The major strengths of this study were the 9-year longitudinal population-based study and the large number of the subjects. This longitudinal study also expanded the observation to establish the temporal sequence between the TyG index and the later risk of HTN in China. Moreover, the selection bias was less likely to appear in the present study as annual health check-ups in state-owned companies are mandatory in China. However, certain limitations also exist in this study. First, fasting insulin was not obtained due to the lack of relevant devices. Second, we did not record the information on nutritional habits or energy intake in this study. Although we did not adjust for this possible confounding factor, we used other additional covariates indirectly related to nutritional habits, such as BMI or cholesterol. Third, taking lipid-lowering medications or nutraceuticals might have influenced the lipids or the TyG index values. However, the percentage of subjects on these agents was towards the null, we did not think that it would influence the results. Fourth, physical activity may affect the blood pressure or lipids. However, the duration and intensity of our subjects’ physical activity in this study was almost similar, we did not think it would affect the results either. Finally, all subjects in the present study were enrolled from one hospital, so the conclusions may differ from the general population.
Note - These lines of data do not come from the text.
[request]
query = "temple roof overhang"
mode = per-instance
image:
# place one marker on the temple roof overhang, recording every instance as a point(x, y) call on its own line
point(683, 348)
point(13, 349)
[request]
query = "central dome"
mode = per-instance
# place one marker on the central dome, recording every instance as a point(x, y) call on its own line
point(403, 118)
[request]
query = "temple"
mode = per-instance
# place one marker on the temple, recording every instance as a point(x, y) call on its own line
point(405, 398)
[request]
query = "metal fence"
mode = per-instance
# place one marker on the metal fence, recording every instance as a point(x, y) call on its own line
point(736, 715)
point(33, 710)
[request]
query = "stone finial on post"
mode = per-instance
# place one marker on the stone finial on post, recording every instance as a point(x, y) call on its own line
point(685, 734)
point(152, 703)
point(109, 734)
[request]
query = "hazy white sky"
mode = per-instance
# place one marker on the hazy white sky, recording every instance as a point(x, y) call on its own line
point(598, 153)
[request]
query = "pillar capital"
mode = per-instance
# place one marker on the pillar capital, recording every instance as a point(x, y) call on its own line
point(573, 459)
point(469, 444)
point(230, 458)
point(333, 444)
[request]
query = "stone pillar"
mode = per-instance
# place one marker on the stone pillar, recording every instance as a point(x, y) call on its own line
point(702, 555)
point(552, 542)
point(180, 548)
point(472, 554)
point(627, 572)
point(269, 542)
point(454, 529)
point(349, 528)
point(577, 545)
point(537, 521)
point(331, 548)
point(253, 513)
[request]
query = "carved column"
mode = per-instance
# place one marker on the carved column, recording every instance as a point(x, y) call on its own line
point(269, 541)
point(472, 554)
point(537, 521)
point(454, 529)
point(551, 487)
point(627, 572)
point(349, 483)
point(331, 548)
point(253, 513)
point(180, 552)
Given these limitations, further studies should be carried out to clarify the above factors.

Conclusion

In conclusion, our study showed that the TyG index independently predicted the incident HTN. These findings suggested that the TyG index should be introduced to the routine check-ups, which could benefit for the prevention of HTN.

Abbreviations

ALT: 

Alanine aminotransferase

AST: 

Aspartate aminotransferase

BMI: 

Body mass index

BUN: 

Blood urea nitrogen

Cr: 

Creatinine

CVD: 

Cardiovascular disease

DBP: 

Diastolic blood pressure

eGFR: 

Estimated glomerular filtration rate

FPG: 

Fasting plasma glucose

HDL-C: 

High density lipoprotein cholesterol

HTN: 

Hypertension

IR: 

Insulin resistance

LDL-C: 

Low density lipoprotein

RAAS: 

Renin-angiotensin-aldosterone system

SBP: 

Systolic blood pressure

SUA: 

Serum uric acid

TC: 

Total cholesterol

TG: 

Triglyceride

TyG: 

Triglyceride and glucose

WC: 

Waist circumference

γ-GGT: 

γ-glutamyltransferase

Declarations

Acknowledgements

We appreciate all participants who took part in our study.

Funding

The study was supported by a grant of Ningbo Social Development (No. 2011C50021, 2016C51007).
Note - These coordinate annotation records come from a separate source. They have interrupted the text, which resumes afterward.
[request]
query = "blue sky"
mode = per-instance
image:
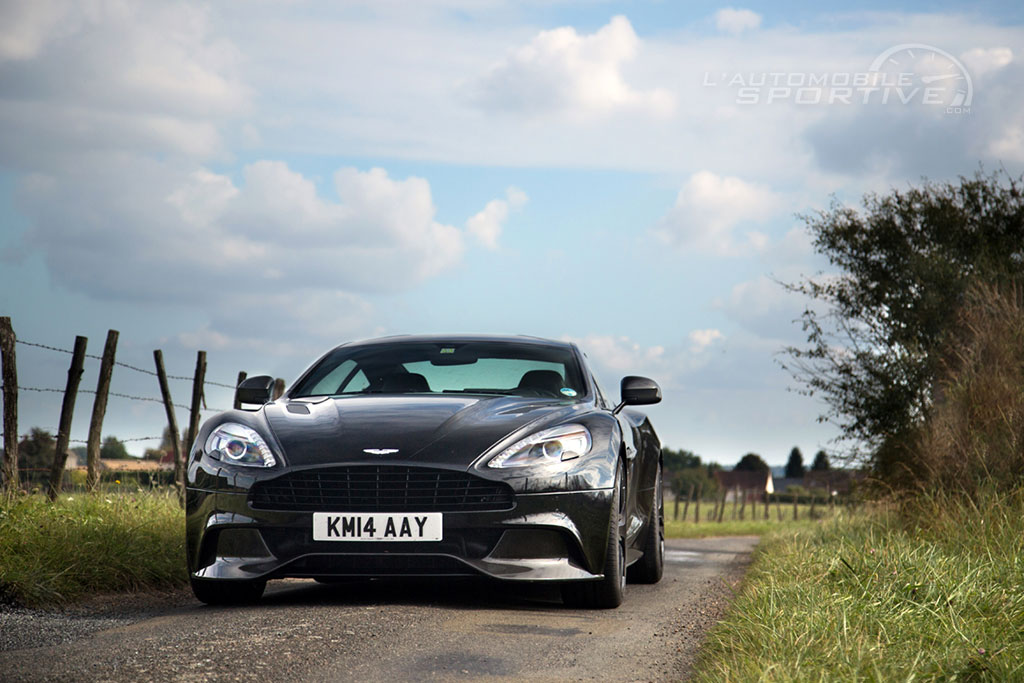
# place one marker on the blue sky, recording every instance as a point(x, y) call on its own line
point(262, 180)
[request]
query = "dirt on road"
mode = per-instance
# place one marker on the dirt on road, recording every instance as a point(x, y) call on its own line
point(408, 630)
Availability of data and materials

All data are fully available without restriction.

Authors’ contributions

RJZ carried out the study design, analysis and interpretation of data, and drafted the manuscript. YSM conceived the study, participating in its design and coordination, and helped in drafting the manuscript. Both authors read and approved the final manuscript.

Ethics approval and consent to participate

The study was performed in accordance with the guidelines of the Declaration of Helsinki. The study protocol and the form of consent were approved by the Ethics Committee of the Institutional Review Board of Zhenhai Lianhua Hospital and Affiliated Hospital of Ningbo University School of Medicine. Written informed consent was obtained from all participants before our gathering of data and the study.

Consent for publication

Not applicable.

Competing interests

The authors declare that they have no competing interests.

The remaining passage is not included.